平均寿命・幼児死亡率などはインド全国及びタミル・ナードゥ州の平均に比べ抜群に良く、汚染された都市で多いアレルギーや肺がんなど呼吸器系の疾患がほとんどありません。娯楽施設や図書館、帰省の送迎、近くの町へのバスの運行、退職金制度など、インド政府が規定する基本的な待遇を上回る充実した福利厚生になっています。

その他にも、フェアトレードのプレミアムでシンガンパティ基金が作られ、そこから生命保険や奨学金の付与など金銭面のサポートがなされ、さらにレインコート、圧力鍋、ランチボックス、子どもが学校で使うノートなどワーカーに役立つものの現物支給が行われています。

茶摘みをする女性

ワーカーの農園での仕事時間は、7時半~16時半で、12時~13時は昼食休憩となっています。茶摘みは主に女性の仕事で、他のワーカーとおしゃべりしながらも、その手は器用に迅速に1芯2葉を摘み取っていきます。

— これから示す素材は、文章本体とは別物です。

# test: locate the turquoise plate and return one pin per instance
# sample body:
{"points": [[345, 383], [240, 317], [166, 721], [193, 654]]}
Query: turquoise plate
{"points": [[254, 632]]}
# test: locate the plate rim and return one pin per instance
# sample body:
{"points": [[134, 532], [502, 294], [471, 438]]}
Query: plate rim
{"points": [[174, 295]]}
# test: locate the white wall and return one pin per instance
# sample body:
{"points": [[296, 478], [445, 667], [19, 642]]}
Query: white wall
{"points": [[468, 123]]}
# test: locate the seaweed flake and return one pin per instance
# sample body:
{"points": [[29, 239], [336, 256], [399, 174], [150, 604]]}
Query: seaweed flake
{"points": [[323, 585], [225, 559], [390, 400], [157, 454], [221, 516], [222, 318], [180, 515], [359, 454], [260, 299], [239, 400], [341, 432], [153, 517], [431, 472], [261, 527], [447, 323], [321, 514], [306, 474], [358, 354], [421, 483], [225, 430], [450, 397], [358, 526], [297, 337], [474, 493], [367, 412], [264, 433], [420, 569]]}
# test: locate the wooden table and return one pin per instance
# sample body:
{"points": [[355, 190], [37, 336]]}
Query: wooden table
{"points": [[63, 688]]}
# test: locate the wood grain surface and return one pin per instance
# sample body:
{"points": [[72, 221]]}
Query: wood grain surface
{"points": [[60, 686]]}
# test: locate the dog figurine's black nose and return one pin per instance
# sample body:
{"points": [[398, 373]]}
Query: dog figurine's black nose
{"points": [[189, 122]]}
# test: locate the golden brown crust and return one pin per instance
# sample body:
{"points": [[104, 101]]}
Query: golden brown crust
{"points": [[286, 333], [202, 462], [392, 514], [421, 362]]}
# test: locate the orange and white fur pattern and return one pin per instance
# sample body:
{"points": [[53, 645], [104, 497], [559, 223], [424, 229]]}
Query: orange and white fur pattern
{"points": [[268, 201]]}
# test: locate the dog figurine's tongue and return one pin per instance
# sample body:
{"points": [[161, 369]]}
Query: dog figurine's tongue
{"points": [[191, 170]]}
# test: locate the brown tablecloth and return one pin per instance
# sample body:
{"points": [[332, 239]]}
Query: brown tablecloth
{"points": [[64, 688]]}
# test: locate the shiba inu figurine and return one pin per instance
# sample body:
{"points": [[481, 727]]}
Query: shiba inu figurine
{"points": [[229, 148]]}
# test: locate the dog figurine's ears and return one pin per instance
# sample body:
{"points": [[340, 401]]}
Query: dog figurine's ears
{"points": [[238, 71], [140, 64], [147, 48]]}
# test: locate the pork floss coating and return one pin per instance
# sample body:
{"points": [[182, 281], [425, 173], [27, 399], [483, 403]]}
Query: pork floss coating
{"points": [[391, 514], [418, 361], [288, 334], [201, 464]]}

有機栽培で一番苦労することは、雑草のコントロール。雑草は人の手で取るしか方法がないそうで、どんな急な斜面の雑草でも手で取り除いていかないとならないのでとても大変だそうです。

スタッフが農園を訪問したとき、ワーカーの女性たちは畑の畝で茶摘みをしながら、はじける笑顔を向けてくれました。ワーカーの女性は、「この農法と毎日体を動かすおかげで、健康には何も問題ないよ。この村は私の生まれ故郷。娘が都会の大学に通っているけど、都会は汚染がひどい。」と語ってくれました。また、別の男性は、「この村の生活は都会と比べて断然良い。汚染がなく、病気もなく、犯罪もなく、平和だ。助け合えるコミュニティもある」といいます。

自然と共存する、というリッキーさんの理念がワーカーたちの間に根付き、それまでは「環境は我々の周りにあるもの」という意識でいたのが、「我々が環境の一部だ」と考えるようになったそうです。そして、その結果、よりいっそう地域の福祉や健康に気を配るようになり、今の農園の姿があるそうです。

ワーカーたちはリッキーさんの精神をしっかり受け継ぎ、土・空気・水・動植物らのエネルギーが、農園の中で輪廻する姿を追い続けています。